Umzug ans Schweißwerk nach der Fusion
1922 war es soweit, die Lederwerke benötigten die Aul für Firmenzwecke und die Wormatia musste sich einen neuen Sportplatz suchen. Mit ein Grund für den finanziell gebeutelten Verein, eine Fusion mit dem abgestiegenen VfR 08 Worms einzugehen. Der VfR hatte erst im Vorjahr ein eigenes Spielfeld hergerichtet, auf dem ehemaligen Kiesabladeplatz südlich des Schlachthofs neben dem Schweißwerk. So kamen die Wormaten zu einer neuen Heimstätte im Osten der Stadt direkt am Rhein.
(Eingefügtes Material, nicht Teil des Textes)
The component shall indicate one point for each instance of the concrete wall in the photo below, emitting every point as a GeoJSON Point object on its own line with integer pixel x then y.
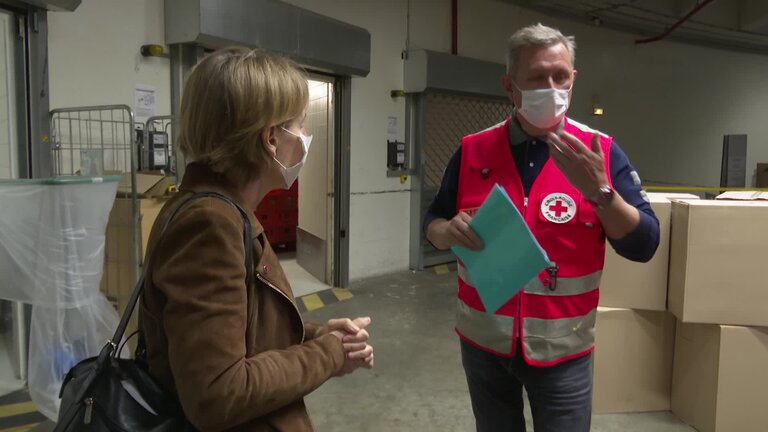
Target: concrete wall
{"type": "Point", "coordinates": [667, 104]}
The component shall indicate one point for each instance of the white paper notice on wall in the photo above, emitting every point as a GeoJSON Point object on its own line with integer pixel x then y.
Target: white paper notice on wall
{"type": "Point", "coordinates": [392, 128]}
{"type": "Point", "coordinates": [144, 102]}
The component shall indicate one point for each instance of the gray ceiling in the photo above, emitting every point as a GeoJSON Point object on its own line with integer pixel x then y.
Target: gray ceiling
{"type": "Point", "coordinates": [730, 24]}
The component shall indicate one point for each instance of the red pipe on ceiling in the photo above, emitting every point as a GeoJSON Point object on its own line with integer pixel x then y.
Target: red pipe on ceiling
{"type": "Point", "coordinates": [672, 28]}
{"type": "Point", "coordinates": [454, 27]}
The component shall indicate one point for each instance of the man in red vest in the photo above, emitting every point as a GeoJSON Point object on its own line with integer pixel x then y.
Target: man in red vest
{"type": "Point", "coordinates": [574, 187]}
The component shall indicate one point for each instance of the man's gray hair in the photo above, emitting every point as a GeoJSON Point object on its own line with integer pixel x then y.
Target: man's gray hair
{"type": "Point", "coordinates": [537, 35]}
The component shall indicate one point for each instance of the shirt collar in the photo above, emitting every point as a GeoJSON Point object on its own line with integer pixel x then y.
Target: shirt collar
{"type": "Point", "coordinates": [517, 135]}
Auf der vorhandenen Kiesschicht war ein knochenharter Ascheplatz entstanden, der dank seiner Umzäunung allerdings Zuschauereinnahmen garantierte. Hier ging der neue VfR Wormatia 08 nun vor oftmals zwei- bis dreitausend Zuschauern auf Torejagd.
Mit wachsendem sportlichen Erfolg und der Gründung einer Handballabteilung wurde es langsam eng am Rhein und der Wunsch nach einem richtigen Stadion kam auf. 1927 folgte der Umzug in den Westen der Stadt an die Alzeyer Straße, doch noch Jahre später kehrte man bei Ausweichbedarf immer wieder mal ans Schweißwerk zurück. Dort waren danach der Polizeisportverein und jahrzehntelang bis Juli 2016 der FC Blau-Weiß zuhause.